Alle öffnen Alle schließen Weitere Informationen

  • CDC: Gesundheit von Lesben, Schwulen, Bisexuellen und Transgender
  • CDC: Elternengagement
  • Externe Ikone der American Psychological Association
  • Familienakzeptanz Projektexternes Symbol
  • Gender Spectrum Education und Trainingexternal Symbol
  • Externes Symbol für Eltern, Familien und Freunde von Lesben und Schwulen (PFLAG)

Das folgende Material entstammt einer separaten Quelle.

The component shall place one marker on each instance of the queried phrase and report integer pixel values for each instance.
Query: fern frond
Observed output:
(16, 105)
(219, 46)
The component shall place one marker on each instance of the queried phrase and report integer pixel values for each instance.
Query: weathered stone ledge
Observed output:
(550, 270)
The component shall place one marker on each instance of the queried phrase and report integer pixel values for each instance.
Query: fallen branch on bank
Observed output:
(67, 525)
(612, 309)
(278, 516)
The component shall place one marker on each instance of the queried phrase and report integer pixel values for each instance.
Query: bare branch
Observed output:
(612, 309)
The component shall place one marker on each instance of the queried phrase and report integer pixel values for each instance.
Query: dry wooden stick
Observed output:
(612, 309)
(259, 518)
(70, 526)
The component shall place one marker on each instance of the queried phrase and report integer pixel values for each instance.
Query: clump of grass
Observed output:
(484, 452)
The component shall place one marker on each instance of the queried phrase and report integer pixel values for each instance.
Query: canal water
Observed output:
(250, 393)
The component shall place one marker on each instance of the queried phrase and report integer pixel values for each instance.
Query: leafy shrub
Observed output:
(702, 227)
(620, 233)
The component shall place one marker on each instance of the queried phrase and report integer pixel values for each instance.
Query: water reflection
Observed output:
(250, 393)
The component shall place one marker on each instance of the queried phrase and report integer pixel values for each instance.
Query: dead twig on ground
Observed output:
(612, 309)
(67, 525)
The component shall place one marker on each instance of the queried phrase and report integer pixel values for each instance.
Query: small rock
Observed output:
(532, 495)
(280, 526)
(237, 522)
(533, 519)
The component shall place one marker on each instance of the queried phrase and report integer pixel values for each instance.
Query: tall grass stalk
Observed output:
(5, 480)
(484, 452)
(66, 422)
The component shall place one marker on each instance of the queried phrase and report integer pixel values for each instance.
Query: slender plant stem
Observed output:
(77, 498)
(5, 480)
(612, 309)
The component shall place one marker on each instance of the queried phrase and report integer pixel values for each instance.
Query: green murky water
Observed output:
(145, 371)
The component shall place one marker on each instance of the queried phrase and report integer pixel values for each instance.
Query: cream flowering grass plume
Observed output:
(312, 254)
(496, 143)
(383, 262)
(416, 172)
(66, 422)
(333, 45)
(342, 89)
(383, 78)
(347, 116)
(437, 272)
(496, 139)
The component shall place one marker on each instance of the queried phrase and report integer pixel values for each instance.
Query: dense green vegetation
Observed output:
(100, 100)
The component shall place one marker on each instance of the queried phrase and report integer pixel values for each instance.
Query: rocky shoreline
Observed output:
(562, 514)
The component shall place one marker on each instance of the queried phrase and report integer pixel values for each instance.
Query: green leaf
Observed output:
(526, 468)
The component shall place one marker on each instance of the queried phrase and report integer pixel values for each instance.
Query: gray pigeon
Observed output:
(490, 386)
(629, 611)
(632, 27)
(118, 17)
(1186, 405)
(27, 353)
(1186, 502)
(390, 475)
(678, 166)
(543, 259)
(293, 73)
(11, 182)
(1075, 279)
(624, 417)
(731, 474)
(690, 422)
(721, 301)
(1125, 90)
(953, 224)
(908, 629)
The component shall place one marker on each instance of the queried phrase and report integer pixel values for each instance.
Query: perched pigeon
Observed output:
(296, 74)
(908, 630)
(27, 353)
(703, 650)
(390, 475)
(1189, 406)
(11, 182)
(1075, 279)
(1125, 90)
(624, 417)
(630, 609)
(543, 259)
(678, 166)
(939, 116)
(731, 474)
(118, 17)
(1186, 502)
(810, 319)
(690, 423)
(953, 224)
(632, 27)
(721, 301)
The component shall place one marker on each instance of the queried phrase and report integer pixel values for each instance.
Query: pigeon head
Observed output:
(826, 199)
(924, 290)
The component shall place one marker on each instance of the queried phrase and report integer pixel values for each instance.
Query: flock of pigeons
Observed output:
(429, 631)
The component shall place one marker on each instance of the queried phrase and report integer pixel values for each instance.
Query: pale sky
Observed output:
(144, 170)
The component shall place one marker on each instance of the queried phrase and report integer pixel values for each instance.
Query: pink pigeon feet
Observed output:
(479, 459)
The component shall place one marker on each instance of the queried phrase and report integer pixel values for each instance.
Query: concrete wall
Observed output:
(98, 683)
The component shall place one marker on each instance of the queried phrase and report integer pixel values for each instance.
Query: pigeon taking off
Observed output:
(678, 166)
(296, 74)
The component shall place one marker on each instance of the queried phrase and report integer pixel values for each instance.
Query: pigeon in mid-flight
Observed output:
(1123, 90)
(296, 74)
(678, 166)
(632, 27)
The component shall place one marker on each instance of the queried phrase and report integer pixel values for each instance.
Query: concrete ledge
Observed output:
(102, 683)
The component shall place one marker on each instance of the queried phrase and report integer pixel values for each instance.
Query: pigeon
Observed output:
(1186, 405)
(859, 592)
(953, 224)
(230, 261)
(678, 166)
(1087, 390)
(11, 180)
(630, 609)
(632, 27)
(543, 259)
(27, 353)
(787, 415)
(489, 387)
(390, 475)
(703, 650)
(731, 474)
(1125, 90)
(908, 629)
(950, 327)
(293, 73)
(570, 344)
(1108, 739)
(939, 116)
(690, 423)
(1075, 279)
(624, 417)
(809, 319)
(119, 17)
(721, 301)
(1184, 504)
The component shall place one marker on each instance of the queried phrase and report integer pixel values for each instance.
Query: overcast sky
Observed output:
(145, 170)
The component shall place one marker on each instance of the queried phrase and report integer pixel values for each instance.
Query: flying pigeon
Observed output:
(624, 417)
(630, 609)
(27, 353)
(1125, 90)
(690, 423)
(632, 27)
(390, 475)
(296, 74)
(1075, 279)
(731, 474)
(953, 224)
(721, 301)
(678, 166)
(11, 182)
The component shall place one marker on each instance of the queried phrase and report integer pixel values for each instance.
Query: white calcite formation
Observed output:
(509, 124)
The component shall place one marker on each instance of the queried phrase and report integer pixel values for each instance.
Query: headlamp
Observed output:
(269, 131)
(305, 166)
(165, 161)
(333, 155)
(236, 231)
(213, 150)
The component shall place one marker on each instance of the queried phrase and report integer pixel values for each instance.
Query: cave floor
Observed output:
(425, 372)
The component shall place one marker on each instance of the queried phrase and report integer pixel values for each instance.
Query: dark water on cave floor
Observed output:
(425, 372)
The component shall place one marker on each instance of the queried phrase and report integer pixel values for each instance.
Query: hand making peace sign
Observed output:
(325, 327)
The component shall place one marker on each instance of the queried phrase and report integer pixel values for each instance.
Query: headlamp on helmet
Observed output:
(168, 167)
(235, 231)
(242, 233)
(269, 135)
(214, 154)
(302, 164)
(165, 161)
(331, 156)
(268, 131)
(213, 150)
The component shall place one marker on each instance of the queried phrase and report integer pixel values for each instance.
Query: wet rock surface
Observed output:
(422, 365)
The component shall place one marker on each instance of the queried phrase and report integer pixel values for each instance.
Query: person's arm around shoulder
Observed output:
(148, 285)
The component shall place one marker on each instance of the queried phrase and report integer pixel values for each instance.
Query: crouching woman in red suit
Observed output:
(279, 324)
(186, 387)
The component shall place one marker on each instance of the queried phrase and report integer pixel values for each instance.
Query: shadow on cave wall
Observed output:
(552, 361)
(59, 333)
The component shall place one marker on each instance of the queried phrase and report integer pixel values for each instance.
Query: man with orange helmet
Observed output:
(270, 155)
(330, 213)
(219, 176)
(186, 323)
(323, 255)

1 Dieses Informationsblatt basiert auf der folgenden Veröffentlichung: Bouris A., Guilamo-Ramos V, et al. Eine systematische Überprüfung der elterlichen Einflüsse auf die Gesundheit und das Wohlbefinden von lesbischen, schwulen und bisexuellen Jugendlichen: Zeit für eine neue Forschungs- und Praxisagenda für die öffentliche Gesundheit. (2010). Zeitschrift für Primärprävention; 31, 273–309. Da sich die systematische Überprüfung auf Jugendliche konzentrierte, die sich als lesbisch, schwul oder bisexuell identifizieren und keine Untersuchungen zur Geschlechtsidentität enthielten, befasst sich dieses Informationsblatt nicht mit Transgender-Jugendlichen.